Any more screw ups? Sure. Oh let me count the ways...After much walking between and aid station stopping, Dan Chapman (a local I've had the pleasure of meeting along with his wife), passed me by and was kind enough to encourage me to continue (I was going to, just in walk mode). Upon getting to the finish line, there was a right sidewalk (lap route to turn around), the finish (straight ahead) and the left sidewalk (the run exit to start out of T2). Nobody was posted there so I was in full tilt with whatever I had left in me towards the finish line, cut left (wrong direction!) before Tim Yount yelled I took the wrong direction and to come back. I turned around only to see the Aussie (McCann) who I saw drafting multiple times on the bike with a Russian and by the intersection and took my 6th place AG finish place, dropping me to 7th. So there you have it, I was 6th until the last 50 or 75 yards of the race--but lost it going off course, making me now a 7th place 45-49 AG finisher. That sucks. I was delirious so was confused despite there being a sign right there pointing to the finish. But another competitor did the same thing so I don't feel as bad. A trip to the medical tent for lots of ice and cold towels, a half hour later, and I was able to leave. After the finish, Dan Chapman said his wife walked me to the Med Tent. I didn't even know it was her I was so out of it. I saw a female and some things spinning around--like a kaleidoscope. That's all I remember until I cooled down. The only thing really I was aware of was multiple doctors around me talking about temperature and how an oral thermometer isn't they may have to take a rectal temperature. Luckily, they didn't see the cut in the back of my suit (repaired from 2013 Du World's accident when a Brit ran into me at the bike mount line with his SRAM R2C shifter levers). Otherwise, that would have been the ideal place to put it!

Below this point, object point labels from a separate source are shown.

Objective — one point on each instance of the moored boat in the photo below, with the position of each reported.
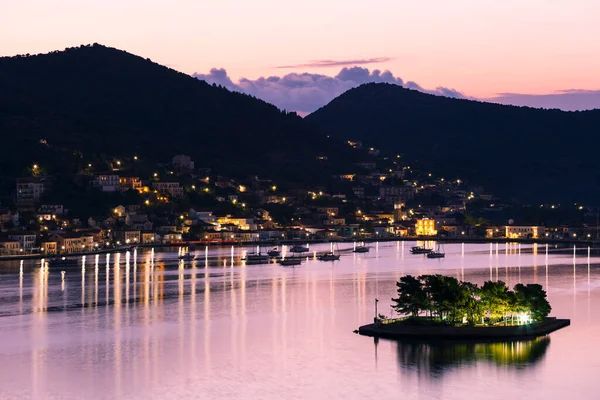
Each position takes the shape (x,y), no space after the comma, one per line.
(437,253)
(254,259)
(62,262)
(187,257)
(361,249)
(420,250)
(328,257)
(299,249)
(290,261)
(274,252)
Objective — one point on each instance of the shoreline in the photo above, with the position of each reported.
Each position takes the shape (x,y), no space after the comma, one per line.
(398,331)
(193,244)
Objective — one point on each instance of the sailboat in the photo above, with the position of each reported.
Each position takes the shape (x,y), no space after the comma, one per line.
(361,249)
(437,253)
(329,256)
(274,252)
(420,250)
(187,257)
(256,258)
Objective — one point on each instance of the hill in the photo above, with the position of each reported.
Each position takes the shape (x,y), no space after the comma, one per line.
(95,102)
(529,154)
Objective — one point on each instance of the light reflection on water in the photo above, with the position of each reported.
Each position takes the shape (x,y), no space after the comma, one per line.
(147,325)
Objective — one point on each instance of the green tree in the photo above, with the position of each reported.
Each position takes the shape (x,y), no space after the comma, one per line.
(412,298)
(532,299)
(495,299)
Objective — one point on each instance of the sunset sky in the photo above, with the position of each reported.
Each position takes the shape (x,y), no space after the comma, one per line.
(480,48)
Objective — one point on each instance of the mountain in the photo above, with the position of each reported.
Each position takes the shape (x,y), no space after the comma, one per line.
(529,154)
(94,102)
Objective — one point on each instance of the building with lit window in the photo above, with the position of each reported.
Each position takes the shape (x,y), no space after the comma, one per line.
(524,232)
(425,227)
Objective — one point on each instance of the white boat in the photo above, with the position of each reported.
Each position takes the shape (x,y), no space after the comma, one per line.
(274,252)
(437,253)
(187,257)
(254,259)
(290,261)
(298,249)
(330,256)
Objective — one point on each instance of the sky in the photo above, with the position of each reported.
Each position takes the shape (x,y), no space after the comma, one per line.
(541,52)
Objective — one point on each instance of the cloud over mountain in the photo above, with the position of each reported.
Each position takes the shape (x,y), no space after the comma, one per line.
(306,92)
(568,100)
(338,63)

In short, I screwed up about everything you could possibly screw up. Right down to dropping a shampoo bottle on my foot in the shower race morning, leaving a bruise before I left the hotel for the race. Yeah, it was as if bad luck was on my side the entire trip.

What's next? Go see a doctor and get some imaging on all these injuries, get into a physical rehab plan, build strength, and get healthy. Only two races under the belt all season. From Long Course Triathlon and Duathlon AG National champ last year, to UNRANKED in both sports. Wow, what a turn of events.

I'm happy to have gotten to know Tom Woods better this trip, he was like a travel buddy we spent so much time hanging out. As for my athletes I coach, I will only say, take this as a positive message. Your coach on this day, leads by example. What I mean by that is, I lead by example of what NOT to do before, or during a race. That was not the usual ME out there, so it is good to get grounded by having this poor of an experience, which in turn, is a good thing. Because it reinforces what I always have said. Plan, double, triple, quadruple check plans. Don't be lazy about the details. A few missed details can be disastrous for race day. All that work goes in the garbage without plans and precise execution.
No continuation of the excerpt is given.